Comme au régiment, avec les débris d’étoffes on habillait les enfants de troupe.

Les enfants de troupe : donc nos enfants à tous. C’est bien le moment, d’ailleurs, de répéter le fameux : Il n’y a plus d’enfants ! — Il n’y a plus que des soldats.

Aux Tuileries, au Luxembourg, des fantassins minuscules font l’exercice ou se livrent à la petite guerre. Le champ de bataille s’étend de la cabane des journaux au kiosque du marchand de gaufres ; les chaises forment la ligne de défense, les troncs d’arbres servent de retranchements, les taillis d’embuscades, et le sentier sablé ouvre, en cas de besoin, une route à la retraite.

Regardez-les marcher, ces bonshommes à l'œil vif, à la chevelure flottante ; leur visage riant s’est fait grave, leur geste capricieux a pris une rondeur toute militaire, leur démarche vagabonde s'est assujettie à des règles ; ils s’en vont, marquant le pas, sérieux, la tète fixe, le petit doigt sur la couture du pantalon — un pantalon d’où parfois la chemise indiscrète s’échappe et Hotte au vent.

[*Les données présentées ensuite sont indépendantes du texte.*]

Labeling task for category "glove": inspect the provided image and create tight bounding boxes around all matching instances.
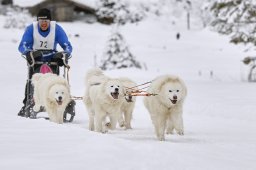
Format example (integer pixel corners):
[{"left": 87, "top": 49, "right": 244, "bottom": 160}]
[{"left": 26, "top": 51, "right": 42, "bottom": 65}]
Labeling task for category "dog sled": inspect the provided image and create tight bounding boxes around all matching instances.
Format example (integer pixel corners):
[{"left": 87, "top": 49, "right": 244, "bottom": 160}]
[{"left": 23, "top": 51, "right": 76, "bottom": 122}]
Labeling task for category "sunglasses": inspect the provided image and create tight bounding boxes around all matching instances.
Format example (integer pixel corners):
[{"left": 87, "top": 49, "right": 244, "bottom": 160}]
[{"left": 38, "top": 19, "right": 50, "bottom": 24}]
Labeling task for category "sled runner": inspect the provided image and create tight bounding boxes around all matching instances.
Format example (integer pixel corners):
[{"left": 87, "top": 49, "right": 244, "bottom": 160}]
[{"left": 23, "top": 51, "right": 76, "bottom": 122}]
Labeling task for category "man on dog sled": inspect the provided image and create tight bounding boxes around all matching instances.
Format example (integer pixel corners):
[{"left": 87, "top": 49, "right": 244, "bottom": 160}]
[{"left": 18, "top": 8, "right": 75, "bottom": 121}]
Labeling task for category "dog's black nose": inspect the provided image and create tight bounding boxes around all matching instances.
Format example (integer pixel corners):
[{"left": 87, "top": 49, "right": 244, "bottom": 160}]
[{"left": 173, "top": 95, "right": 177, "bottom": 100}]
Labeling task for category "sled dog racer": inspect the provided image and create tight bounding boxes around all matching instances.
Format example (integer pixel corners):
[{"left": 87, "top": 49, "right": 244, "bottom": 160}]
[{"left": 18, "top": 8, "right": 72, "bottom": 116}]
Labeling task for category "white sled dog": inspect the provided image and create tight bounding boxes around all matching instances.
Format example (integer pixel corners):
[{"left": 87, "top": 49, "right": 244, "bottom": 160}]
[
  {"left": 118, "top": 77, "right": 137, "bottom": 129},
  {"left": 32, "top": 73, "right": 71, "bottom": 123},
  {"left": 83, "top": 68, "right": 124, "bottom": 133},
  {"left": 144, "top": 75, "right": 187, "bottom": 141}
]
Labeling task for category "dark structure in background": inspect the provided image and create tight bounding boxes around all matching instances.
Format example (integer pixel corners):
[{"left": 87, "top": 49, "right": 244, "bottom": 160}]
[
  {"left": 24, "top": 0, "right": 96, "bottom": 21},
  {"left": 0, "top": 0, "right": 13, "bottom": 5}
]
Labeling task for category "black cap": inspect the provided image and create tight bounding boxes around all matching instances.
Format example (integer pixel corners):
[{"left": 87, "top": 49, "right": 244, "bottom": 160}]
[{"left": 37, "top": 8, "right": 52, "bottom": 20}]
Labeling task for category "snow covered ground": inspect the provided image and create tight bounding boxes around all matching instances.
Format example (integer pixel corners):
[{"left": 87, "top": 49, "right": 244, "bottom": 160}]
[{"left": 0, "top": 14, "right": 256, "bottom": 170}]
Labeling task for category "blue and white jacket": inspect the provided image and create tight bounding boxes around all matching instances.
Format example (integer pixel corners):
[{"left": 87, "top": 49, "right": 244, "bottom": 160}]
[{"left": 19, "top": 21, "right": 72, "bottom": 61}]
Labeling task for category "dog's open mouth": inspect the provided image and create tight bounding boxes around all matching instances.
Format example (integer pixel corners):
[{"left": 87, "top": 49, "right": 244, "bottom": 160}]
[
  {"left": 170, "top": 99, "right": 177, "bottom": 104},
  {"left": 110, "top": 92, "right": 119, "bottom": 99},
  {"left": 56, "top": 100, "right": 62, "bottom": 105}
]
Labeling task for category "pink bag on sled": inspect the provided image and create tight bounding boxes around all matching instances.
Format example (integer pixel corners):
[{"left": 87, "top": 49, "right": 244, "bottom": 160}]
[{"left": 40, "top": 64, "right": 53, "bottom": 74}]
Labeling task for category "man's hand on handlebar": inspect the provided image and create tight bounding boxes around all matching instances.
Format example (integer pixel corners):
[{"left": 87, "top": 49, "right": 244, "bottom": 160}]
[{"left": 26, "top": 51, "right": 42, "bottom": 65}]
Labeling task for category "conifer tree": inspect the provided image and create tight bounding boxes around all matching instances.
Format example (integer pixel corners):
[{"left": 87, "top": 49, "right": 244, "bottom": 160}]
[{"left": 211, "top": 0, "right": 256, "bottom": 45}]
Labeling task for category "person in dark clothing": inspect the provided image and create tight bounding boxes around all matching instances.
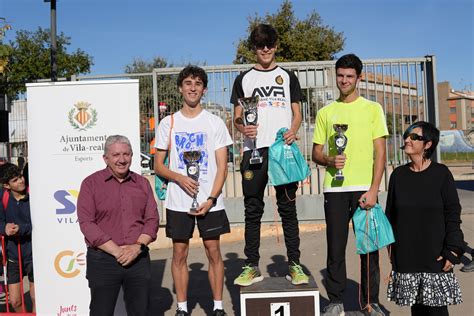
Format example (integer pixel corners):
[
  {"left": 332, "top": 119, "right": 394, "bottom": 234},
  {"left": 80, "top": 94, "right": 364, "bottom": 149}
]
[
  {"left": 0, "top": 163, "right": 35, "bottom": 312},
  {"left": 386, "top": 121, "right": 465, "bottom": 315}
]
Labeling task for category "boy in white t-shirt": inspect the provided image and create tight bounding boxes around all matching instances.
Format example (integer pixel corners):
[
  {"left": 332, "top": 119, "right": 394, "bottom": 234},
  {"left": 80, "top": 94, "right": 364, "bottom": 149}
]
[{"left": 155, "top": 66, "right": 232, "bottom": 316}]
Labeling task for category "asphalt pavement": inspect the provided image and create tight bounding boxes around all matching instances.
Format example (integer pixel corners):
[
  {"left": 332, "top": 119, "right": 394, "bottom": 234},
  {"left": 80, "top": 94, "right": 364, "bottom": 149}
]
[{"left": 145, "top": 212, "right": 474, "bottom": 316}]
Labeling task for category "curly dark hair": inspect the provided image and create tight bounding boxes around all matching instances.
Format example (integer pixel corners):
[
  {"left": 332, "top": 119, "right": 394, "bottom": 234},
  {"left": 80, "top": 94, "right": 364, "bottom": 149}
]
[
  {"left": 248, "top": 24, "right": 278, "bottom": 49},
  {"left": 177, "top": 65, "right": 207, "bottom": 88},
  {"left": 403, "top": 121, "right": 440, "bottom": 159},
  {"left": 336, "top": 54, "right": 363, "bottom": 76},
  {"left": 0, "top": 162, "right": 22, "bottom": 184}
]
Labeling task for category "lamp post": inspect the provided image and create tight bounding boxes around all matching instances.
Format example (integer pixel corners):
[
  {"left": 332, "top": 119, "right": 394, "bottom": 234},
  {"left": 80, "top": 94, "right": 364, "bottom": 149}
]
[{"left": 44, "top": 0, "right": 58, "bottom": 82}]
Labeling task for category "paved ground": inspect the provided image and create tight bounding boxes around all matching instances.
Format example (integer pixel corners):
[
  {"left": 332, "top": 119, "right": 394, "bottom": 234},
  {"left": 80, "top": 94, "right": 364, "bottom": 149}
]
[{"left": 145, "top": 214, "right": 474, "bottom": 315}]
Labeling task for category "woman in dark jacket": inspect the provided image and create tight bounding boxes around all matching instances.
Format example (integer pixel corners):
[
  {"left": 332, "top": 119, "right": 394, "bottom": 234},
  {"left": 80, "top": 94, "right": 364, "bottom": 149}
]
[{"left": 386, "top": 122, "right": 464, "bottom": 315}]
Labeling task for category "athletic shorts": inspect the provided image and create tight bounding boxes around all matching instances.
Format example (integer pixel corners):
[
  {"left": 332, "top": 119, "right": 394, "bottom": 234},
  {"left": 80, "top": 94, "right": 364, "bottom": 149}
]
[
  {"left": 166, "top": 209, "right": 230, "bottom": 240},
  {"left": 7, "top": 260, "right": 35, "bottom": 284}
]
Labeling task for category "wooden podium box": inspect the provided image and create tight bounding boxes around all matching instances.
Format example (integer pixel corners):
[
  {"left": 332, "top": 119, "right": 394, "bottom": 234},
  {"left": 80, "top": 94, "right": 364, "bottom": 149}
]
[{"left": 240, "top": 276, "right": 319, "bottom": 316}]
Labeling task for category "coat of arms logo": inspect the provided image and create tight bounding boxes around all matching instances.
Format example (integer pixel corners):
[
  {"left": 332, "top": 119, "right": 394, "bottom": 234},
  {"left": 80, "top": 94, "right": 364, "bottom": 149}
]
[{"left": 68, "top": 101, "right": 97, "bottom": 131}]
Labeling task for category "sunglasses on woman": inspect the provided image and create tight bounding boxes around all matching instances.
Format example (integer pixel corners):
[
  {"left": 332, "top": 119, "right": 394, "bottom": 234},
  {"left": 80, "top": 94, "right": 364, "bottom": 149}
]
[{"left": 403, "top": 133, "right": 426, "bottom": 141}]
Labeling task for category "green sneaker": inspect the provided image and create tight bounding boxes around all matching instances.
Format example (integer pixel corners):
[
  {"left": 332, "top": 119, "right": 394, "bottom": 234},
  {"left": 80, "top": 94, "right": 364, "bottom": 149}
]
[
  {"left": 234, "top": 265, "right": 263, "bottom": 286},
  {"left": 286, "top": 262, "right": 309, "bottom": 285}
]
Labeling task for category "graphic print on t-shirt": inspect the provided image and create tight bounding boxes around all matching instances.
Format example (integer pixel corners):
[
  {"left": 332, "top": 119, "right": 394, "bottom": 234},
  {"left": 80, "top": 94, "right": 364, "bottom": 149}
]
[
  {"left": 252, "top": 75, "right": 288, "bottom": 108},
  {"left": 175, "top": 132, "right": 209, "bottom": 174}
]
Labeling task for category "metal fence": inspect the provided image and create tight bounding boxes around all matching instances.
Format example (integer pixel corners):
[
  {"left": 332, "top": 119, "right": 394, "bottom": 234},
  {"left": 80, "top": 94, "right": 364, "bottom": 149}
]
[{"left": 0, "top": 56, "right": 444, "bottom": 197}]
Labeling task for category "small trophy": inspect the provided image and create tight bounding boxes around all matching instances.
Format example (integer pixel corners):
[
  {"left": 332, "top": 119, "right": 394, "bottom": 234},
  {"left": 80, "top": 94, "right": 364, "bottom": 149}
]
[
  {"left": 183, "top": 150, "right": 201, "bottom": 213},
  {"left": 238, "top": 96, "right": 263, "bottom": 165},
  {"left": 332, "top": 124, "right": 349, "bottom": 181}
]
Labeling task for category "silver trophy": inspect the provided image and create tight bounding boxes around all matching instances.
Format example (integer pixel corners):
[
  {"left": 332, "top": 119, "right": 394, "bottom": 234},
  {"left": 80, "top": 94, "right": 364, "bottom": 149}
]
[
  {"left": 332, "top": 124, "right": 349, "bottom": 181},
  {"left": 183, "top": 150, "right": 201, "bottom": 213},
  {"left": 238, "top": 96, "right": 263, "bottom": 165}
]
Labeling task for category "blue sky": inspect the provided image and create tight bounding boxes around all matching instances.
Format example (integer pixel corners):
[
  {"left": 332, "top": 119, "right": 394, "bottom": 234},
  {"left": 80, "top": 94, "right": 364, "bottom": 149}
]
[{"left": 0, "top": 0, "right": 474, "bottom": 90}]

Pauvres bébés ! leurs joues sont encore roses, leurs yeux encore vifs et leurs petites jambes agiles ; il font toujours, eux, leurs quatre repas quotidiens, et peuvent, insoucieux, tendre deux fois leur assiette aux mets préférés ! Mais déjà leurs mères inquiètes commencent à envisager avec terreur les semaines qui vont suivre, et commentent anxieusement l’arrêté qui met en réquisition le bétail conservé chez les particuliers.

 

Le manque de fourrages avait pu servir d’excuse aux hécatombes des premiers temps du siège. A cette époque, on n’estimait pas au delà de six semaines ou deux mois la résistance probable et l'entretien possible de l'immense cité. Et voilà que Paris, renouvelant jusqu’à un certain point dans son immobilité forcée la classique légende du Juif-Errant, paraissait, à la fin d’octobre, pourvu de farines et de grain pour six semaines ou deux mois encore.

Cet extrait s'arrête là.